Even more serious is Mr. Oberg's misconception that "ufologists
reject the concept of `falsifiability' of scientific theories."
Ordinarily, of course, theories them- selves are not considered
falsifiable but rather hypotheses derived from them.
Nonetheless, if it were true that ufologists were unconcerned
about the falsifiability of hypotheses, Mr. Oberg's assertion
that ufology cannot be even considered a proto-science might
have some merit.

To demonstrate the falsity of his contention one has only to
open the _UFO Handbook_ (1979) written by Allan Hendry of the
Center for UFO Studies. Here one finds careful critical
examinations of data, hypotheses tested -- sometimes verified
and sometimes proven wrong -- and theories scrutinized. Can it
be that Mr. Oberg knows so little about ufology that he has
never heard of such eminently falsifiable hypotheses as
"orthoteny," the "Wednesday phenomenon," the "law of the times"
or the "inverse population density" hypothesis?

All of these had been examined (and in some cases rejected) in
the light of data of which Mr. Oberg appears unaware. That this
process is not yet institutionalized in refereed journals is
symptomatic not of ufology's unscientific aims, but rather its
nascent state.

What Can Be Learned from Ufology?

The most obvious answer to this question is that ufology may
reveal the existence of new natural phenomena. A great many
sightings investigated by ufologists appear to be natural
phenomena similar to the controversial "ball lightning." Since
the existence of this latter is still questioned by some
persons, it is evident that much remains to be discovered about
the properties of these plasmalike manifestations. Our main
evidence for them, however, is human testimony. Their transitory
and frightening nature usually allows them to escape the camera.
Even Philip Klass, the most prominent critic of ufology, feels
these phenomena should be more carefully studied, as he
recommends in his book UFOs -- Identified (1968).

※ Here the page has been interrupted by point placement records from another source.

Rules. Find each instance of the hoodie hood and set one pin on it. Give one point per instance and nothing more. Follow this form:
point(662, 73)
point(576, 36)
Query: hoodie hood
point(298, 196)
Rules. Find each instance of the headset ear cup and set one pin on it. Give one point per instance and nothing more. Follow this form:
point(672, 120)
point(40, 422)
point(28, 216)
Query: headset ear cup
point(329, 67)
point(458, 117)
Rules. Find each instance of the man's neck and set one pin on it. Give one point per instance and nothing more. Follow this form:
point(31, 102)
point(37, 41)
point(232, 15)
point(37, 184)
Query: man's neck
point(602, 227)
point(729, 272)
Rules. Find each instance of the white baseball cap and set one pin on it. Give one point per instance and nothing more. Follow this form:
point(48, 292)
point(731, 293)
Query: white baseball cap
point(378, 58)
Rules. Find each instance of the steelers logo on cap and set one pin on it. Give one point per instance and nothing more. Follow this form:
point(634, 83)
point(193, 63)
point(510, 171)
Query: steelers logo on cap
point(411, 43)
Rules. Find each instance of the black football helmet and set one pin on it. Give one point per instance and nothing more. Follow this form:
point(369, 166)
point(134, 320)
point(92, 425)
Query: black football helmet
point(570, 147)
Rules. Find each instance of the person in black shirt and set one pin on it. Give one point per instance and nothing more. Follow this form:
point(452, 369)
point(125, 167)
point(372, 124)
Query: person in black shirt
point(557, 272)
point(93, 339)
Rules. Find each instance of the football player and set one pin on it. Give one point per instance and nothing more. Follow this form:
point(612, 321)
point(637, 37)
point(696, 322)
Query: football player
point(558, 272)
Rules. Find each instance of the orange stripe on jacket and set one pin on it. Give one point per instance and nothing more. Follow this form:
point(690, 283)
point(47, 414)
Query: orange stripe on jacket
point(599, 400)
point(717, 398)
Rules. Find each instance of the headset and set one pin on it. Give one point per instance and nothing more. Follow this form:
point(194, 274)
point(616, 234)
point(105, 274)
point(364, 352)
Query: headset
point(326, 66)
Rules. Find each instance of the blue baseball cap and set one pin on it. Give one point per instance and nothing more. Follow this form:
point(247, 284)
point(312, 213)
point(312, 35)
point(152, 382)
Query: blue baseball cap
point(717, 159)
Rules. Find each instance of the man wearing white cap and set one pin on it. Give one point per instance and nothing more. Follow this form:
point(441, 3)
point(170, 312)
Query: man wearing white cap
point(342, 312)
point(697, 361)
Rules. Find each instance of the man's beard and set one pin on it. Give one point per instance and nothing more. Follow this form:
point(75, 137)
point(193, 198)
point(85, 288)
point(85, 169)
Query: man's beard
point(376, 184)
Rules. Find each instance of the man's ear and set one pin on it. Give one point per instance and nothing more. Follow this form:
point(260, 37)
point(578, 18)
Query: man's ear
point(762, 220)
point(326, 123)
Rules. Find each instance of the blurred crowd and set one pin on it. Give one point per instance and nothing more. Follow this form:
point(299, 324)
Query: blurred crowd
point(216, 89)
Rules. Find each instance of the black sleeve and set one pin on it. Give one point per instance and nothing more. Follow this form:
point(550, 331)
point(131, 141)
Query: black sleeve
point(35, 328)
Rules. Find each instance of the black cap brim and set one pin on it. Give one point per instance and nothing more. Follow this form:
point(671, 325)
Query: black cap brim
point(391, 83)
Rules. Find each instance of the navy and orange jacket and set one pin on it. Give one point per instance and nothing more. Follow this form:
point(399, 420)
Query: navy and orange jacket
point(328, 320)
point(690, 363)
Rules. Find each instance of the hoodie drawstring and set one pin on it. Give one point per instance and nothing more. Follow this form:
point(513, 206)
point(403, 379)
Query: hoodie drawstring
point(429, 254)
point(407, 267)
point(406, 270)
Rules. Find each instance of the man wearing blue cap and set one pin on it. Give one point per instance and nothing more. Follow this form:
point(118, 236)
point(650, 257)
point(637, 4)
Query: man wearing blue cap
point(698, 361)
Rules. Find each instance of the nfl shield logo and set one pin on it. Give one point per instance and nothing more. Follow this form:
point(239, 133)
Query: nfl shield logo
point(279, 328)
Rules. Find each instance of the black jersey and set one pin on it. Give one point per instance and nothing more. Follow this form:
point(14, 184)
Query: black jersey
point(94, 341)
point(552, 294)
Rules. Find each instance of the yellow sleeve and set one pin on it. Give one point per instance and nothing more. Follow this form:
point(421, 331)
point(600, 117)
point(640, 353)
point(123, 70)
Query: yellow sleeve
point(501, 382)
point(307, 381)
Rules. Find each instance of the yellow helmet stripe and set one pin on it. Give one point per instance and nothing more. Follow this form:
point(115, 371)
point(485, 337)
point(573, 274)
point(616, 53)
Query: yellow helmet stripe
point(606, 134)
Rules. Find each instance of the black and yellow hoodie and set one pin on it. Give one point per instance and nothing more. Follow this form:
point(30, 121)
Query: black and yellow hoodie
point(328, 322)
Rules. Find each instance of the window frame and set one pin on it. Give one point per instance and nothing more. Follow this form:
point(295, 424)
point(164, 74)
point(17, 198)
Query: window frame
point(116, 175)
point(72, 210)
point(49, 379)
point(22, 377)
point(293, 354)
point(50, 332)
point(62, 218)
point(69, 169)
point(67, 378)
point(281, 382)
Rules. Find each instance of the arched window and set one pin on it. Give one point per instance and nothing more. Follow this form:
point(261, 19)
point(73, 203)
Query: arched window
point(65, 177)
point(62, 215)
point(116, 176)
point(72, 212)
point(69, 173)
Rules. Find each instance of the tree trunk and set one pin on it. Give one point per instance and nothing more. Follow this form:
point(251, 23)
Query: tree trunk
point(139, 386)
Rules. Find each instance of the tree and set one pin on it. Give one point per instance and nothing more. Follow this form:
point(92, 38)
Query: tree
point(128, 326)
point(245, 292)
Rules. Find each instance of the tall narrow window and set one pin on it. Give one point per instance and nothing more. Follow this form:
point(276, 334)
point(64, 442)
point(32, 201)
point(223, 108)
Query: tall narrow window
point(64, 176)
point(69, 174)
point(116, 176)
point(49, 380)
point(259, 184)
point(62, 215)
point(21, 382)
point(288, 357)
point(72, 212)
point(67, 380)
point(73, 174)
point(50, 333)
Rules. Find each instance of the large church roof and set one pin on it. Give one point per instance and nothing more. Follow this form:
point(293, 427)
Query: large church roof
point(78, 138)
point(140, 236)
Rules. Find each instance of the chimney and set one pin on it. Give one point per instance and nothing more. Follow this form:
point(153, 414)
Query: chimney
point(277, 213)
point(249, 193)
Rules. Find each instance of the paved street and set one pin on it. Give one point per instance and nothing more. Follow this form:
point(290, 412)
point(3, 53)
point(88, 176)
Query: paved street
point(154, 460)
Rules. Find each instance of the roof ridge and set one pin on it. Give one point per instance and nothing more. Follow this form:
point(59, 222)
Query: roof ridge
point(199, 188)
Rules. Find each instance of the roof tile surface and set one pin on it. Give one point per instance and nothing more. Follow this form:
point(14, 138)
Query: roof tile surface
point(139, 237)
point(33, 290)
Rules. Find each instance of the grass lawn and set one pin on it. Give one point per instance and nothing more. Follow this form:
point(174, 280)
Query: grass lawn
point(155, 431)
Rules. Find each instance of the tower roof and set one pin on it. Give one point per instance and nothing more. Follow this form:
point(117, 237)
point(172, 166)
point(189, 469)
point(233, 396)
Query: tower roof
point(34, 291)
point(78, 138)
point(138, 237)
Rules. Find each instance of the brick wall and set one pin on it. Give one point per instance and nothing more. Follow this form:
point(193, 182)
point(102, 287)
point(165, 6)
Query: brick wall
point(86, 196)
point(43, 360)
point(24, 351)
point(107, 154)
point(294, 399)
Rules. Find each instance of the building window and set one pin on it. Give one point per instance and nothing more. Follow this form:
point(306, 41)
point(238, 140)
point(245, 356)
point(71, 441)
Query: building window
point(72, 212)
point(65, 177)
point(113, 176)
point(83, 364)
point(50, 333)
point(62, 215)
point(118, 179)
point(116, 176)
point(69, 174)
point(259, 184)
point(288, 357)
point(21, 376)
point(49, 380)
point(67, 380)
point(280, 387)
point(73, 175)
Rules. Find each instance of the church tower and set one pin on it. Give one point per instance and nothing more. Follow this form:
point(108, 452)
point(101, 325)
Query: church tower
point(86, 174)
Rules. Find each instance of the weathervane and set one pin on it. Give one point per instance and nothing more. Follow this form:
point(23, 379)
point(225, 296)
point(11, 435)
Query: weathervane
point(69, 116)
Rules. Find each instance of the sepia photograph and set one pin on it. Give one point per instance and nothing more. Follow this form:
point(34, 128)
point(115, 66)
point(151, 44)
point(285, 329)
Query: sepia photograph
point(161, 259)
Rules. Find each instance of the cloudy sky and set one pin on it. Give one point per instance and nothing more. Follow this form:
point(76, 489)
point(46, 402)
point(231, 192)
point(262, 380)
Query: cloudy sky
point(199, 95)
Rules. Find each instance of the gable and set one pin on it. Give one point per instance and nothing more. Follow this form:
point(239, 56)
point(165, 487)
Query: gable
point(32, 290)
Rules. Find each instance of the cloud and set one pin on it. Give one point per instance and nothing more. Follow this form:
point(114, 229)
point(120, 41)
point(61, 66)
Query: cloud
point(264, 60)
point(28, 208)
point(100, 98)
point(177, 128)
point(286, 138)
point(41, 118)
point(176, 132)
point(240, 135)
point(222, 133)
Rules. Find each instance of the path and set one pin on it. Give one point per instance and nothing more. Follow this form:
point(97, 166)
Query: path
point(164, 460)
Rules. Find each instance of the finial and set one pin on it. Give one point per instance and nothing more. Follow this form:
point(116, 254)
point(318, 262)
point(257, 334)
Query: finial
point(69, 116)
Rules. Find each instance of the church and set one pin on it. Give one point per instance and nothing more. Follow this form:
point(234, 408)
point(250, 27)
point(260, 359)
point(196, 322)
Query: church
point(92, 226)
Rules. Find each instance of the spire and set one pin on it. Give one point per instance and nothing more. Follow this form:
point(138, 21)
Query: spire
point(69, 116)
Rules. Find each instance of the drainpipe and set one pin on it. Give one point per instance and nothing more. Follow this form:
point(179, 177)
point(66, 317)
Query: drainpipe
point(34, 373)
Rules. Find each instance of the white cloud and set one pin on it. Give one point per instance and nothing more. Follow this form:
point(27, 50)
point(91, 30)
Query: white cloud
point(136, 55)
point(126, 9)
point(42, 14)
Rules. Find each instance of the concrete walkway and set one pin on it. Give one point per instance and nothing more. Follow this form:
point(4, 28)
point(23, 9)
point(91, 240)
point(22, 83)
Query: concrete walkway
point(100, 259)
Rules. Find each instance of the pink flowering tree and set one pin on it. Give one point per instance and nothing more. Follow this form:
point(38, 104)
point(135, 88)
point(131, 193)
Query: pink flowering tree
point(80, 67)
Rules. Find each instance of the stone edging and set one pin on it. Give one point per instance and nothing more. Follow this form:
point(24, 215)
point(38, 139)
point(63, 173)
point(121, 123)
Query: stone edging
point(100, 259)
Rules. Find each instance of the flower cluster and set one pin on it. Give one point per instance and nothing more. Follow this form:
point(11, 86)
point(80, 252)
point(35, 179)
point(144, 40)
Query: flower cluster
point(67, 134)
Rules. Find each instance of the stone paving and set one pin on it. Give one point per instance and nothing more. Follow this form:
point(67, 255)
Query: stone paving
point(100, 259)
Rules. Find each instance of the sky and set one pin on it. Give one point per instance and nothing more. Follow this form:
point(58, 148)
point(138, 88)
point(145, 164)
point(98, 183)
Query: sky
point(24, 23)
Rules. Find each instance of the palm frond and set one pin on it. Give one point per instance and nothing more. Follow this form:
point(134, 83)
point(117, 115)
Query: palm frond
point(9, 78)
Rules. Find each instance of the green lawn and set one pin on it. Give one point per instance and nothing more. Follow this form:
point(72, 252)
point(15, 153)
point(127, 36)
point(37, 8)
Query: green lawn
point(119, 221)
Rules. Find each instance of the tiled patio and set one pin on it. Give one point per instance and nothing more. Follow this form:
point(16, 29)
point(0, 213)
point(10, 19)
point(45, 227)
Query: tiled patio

The more exotic motive for studying UFO sightings is the
possible detection of artifacts of non-human intelligence. Even
after the "plasma" UFOs are eliminated from the "unexplained"
category, there still remains a residue of cases which include
features strongly suggestive of non-human intelligent origin.

Is it sensible to believe that artifacts of non-human
intelligence could reach our atmosphere? A priori speculation on
this issue is valuable. Ultimately, however, to use the phrase
of Albertus Magnus, "in these matters only experiment makes
certain." Looking through the UFO literature and finding
hundreds of cases with alleged physical effects, "humanoid"
sightings and kidnappings, it is difficult to avoid the feeling
that these are matters which ought not to be dismissed out of
hand, but should be carefully investigated.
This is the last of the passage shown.